Kepala Biro Humas, Data dan Informasi Kemenag, Mastuki. Sumber foto: kemenag.go.id
Jakarta, mandarnews.com – Ramadan adalah momentum untuk meneguhkan persatuan dan kesatuan bangsa.
Apalagi, masyarakat Indonesia adalah masyarakat yang memiliki perbedaan. Baik dalam hal agama, budaya, bahasa, maupun adat istiadat.
Pernyataan ini disampaikan oleh Kepala Biro Hubungan Masyarakat (Humas), Data dan Informasi Kementerian Agama, Mastuki di Jakarta, Senin (6/5/2019).

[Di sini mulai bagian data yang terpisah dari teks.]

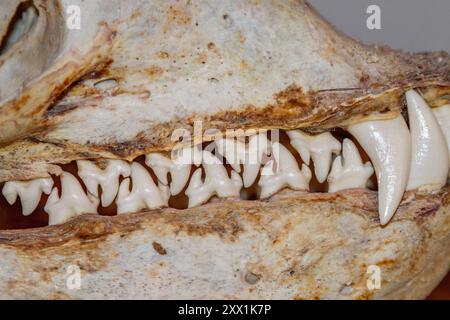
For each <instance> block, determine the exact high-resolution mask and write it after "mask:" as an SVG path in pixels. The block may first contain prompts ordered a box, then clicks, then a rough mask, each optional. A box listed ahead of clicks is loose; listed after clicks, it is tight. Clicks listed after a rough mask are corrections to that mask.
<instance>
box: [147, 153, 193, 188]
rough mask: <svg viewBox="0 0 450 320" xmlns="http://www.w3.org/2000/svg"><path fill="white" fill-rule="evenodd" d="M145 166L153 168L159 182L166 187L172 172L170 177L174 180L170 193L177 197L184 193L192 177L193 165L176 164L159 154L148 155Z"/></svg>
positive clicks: (189, 164) (153, 153) (168, 159)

“Dalam masyarakat majemuk seperti Indonesia, baik agama, budaya, adat istiadat, etnik, maupun bahasa dan paham keagamaan, Ramadan menjadi momentum untuk meneguhkan persatuan dan memperkuat toleransi di antara sesama,” ujar Mastuki.
Mastuki pun menyeru kepada seluruh elemen masyarakat untuk menjadikan bulan suci Ramadan sebagai bulan muhasabah, untuk menginstrospeksi diri masing-masing.
“Lebih-lebih, pasca Pilpres/Pileg di mana elemen-elemen bangsa terpolarisasi akibat kompetisi. Kini saatnya menenggang rasa dan bersatu kembali, merajut kemajemukan untuk memajukan bangsa,” ajak Mastuki.
Di bulan Ramadan ini pula menurut Mastuki, menjadi momentum untuk mempersatukan toleransi serta sikap tenggang rasa antar umat beragama.
“Bagi yang berpuasa perlu menenggang rasa orang yang tak berpuasa. Bagi muslim ada banyak orang yang tak berpuasa karena kondisi yang mengharuskan ia boleh tak berpuasa,” ujarnya.
Misalnya, lanjutnya, pekerja kasar, ibu hamil dan mennyusui, musafir, dan lain-lain. Di Indonesia juga banyak masyarakat non muslim yang juga tak dikenakan kewajiban berpuasa.
Sebaliknya, Mastuki juga mengimbau bagi pihak yang tidak berpuasa untuk wajib menghormati dan menenggang rasa bagi mereka yang berpuasa.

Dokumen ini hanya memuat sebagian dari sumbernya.